My Opinion: Massive Wealth Run offs from China is Making local Canadian Taxpayers Homeless And poor. Canada is Now .
New buyers can expect home ownership to become even less affordable next year as mortgage costs rise, while current owners will be largely insulated from higher rates.
That’s one of the main takeaways of a new outlook from Scotiabank, which forecasts mortgage carrying costs to increase by about eight per cent next year because of rate increases and tougher mortgage rules.
That’s almost three times more than the 2.5 per cent the bank expects household incomes to rise.

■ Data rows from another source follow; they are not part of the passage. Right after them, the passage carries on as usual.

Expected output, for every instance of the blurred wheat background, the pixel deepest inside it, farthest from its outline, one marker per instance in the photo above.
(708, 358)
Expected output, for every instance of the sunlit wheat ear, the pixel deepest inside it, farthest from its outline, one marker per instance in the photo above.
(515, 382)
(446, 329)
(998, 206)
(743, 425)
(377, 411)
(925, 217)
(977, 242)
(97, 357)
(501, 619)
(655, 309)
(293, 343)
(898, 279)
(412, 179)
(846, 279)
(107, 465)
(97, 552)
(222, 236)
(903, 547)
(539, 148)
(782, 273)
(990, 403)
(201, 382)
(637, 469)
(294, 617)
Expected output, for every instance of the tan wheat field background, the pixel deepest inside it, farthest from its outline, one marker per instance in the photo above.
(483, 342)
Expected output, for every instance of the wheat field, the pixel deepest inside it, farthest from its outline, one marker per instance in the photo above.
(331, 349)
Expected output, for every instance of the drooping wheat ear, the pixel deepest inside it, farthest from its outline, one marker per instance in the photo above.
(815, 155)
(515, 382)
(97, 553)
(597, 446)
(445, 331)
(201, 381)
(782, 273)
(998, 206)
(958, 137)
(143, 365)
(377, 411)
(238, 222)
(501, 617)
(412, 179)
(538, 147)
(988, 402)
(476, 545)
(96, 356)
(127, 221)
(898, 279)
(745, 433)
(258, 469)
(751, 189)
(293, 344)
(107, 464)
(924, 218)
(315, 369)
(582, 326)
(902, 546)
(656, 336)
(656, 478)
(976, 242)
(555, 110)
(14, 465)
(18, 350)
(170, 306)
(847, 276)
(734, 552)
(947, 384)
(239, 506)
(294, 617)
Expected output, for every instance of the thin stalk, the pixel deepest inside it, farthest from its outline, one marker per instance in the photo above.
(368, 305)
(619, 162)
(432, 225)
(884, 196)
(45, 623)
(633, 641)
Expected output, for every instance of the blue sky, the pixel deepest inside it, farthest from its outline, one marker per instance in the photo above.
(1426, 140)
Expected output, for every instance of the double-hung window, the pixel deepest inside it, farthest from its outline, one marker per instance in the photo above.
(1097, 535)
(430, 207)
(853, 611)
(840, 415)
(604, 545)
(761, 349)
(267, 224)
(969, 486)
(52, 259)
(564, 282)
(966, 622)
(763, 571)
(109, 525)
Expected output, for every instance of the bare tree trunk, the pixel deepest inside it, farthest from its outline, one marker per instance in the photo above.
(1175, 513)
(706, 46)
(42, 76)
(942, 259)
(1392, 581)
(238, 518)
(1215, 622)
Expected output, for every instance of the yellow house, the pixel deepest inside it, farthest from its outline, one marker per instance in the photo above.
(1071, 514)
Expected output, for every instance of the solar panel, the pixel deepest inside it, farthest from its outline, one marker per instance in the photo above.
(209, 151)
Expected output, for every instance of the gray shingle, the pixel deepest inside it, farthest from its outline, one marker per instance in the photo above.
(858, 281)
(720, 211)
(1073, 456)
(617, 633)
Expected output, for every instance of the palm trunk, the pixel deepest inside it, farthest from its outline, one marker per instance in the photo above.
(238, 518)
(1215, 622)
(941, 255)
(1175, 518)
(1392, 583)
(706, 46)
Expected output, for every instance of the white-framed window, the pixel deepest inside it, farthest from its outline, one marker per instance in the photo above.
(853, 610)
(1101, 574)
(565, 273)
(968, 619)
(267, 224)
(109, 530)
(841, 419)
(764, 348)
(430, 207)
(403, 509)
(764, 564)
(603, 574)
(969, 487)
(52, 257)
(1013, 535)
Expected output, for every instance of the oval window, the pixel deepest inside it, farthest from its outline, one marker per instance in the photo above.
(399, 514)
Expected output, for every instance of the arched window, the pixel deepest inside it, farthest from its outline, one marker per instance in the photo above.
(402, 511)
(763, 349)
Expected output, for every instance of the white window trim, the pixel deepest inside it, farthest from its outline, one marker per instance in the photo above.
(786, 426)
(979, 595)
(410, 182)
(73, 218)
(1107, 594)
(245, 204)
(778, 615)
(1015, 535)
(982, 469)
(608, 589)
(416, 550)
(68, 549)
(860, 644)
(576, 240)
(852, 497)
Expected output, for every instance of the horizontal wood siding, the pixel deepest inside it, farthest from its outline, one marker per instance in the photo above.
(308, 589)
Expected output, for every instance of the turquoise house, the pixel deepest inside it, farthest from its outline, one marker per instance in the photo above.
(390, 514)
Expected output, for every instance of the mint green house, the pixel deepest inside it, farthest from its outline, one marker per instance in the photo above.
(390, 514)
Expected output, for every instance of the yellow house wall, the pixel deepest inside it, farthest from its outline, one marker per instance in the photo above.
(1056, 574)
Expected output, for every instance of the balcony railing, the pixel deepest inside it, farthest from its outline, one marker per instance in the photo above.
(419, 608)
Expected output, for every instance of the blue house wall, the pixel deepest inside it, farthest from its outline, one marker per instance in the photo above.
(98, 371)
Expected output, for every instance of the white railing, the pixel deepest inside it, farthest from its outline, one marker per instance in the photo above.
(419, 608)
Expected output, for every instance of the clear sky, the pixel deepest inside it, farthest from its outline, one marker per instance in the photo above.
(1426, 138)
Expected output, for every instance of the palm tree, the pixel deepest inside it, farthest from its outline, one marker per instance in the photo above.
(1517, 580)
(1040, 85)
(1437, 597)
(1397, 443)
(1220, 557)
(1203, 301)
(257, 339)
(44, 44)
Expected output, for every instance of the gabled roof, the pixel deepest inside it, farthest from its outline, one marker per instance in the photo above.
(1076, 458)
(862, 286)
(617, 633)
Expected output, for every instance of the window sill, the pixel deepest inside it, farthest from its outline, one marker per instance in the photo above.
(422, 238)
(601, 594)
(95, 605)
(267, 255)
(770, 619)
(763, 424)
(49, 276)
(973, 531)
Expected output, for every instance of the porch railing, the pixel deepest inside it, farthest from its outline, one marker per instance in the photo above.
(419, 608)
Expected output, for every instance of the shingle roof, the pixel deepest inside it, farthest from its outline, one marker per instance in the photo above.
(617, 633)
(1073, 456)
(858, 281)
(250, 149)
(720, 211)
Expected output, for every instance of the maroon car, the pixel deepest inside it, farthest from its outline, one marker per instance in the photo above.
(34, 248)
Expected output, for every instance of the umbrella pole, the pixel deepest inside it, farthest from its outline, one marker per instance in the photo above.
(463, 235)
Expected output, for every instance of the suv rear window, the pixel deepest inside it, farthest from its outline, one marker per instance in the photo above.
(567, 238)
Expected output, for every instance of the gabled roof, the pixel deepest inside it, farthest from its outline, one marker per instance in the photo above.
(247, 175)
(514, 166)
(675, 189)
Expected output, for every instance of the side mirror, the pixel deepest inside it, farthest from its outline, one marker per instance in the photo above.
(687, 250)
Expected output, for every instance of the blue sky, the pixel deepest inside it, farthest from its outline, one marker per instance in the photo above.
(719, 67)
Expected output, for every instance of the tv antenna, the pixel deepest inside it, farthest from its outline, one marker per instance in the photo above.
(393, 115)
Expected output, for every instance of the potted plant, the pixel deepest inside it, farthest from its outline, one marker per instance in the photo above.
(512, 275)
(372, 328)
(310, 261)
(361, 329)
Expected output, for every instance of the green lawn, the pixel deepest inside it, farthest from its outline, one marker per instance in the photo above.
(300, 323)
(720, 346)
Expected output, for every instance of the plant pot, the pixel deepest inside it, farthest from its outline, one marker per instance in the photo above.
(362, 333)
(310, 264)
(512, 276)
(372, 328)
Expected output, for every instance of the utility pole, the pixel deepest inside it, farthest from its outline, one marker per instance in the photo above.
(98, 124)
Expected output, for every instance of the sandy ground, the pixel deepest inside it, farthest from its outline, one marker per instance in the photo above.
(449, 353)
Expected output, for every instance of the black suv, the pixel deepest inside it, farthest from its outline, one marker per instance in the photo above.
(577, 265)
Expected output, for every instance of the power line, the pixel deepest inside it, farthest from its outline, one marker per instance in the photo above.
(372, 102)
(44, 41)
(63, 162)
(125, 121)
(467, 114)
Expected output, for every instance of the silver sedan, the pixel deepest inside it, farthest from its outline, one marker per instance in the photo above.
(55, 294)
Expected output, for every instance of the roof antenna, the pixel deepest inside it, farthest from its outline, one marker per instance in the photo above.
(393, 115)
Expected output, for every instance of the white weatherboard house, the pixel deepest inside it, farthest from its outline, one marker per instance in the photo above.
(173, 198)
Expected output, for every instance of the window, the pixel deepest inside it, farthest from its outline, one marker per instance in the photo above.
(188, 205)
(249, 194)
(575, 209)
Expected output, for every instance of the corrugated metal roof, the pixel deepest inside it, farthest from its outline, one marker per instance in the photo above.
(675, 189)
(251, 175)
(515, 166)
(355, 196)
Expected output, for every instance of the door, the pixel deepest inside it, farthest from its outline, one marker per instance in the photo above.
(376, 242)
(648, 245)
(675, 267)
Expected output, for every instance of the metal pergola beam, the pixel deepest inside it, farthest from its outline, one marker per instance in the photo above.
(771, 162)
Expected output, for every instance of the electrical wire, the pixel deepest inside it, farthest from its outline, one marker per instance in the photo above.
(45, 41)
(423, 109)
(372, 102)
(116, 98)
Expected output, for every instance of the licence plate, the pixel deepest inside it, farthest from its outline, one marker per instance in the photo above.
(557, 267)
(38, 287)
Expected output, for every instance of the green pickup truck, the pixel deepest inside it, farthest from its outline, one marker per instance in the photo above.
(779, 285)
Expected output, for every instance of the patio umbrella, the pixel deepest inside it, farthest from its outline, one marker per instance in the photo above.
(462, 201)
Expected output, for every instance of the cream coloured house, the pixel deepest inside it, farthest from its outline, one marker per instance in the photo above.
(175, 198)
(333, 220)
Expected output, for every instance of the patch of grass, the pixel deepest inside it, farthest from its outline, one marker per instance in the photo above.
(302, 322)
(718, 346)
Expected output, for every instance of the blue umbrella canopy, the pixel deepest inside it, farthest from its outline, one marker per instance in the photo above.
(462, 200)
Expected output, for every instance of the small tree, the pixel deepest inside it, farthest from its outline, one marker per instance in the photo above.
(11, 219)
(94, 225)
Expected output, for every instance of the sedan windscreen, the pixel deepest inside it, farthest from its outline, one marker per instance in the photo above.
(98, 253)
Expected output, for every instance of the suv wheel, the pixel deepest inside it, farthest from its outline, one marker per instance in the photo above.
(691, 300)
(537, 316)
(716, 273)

More expensive mortgages coupled with less income to pay for them is a bad combination for new buyers, which is why the bank sees affordability getting further out of reach next year.
The same can’t be said, however, for those who’ve already bought, since most of them are largely insulated from rising interest rates.
About a third of all Canadian households fall in the latter camp, and their standard, five-year fixed-rate mortgage should offer them some protection now that the Bank of Canada seems to have entered into a rate-raising cycle.
“As a result, rising borrowing costs feed through only gradually to mortgage holders,” the bank said. In fact, the majority of borrowers who are set to renew their mortgage in the next little while will likely do so at a rate comparable to, or even lower than, the one they originally signed up for.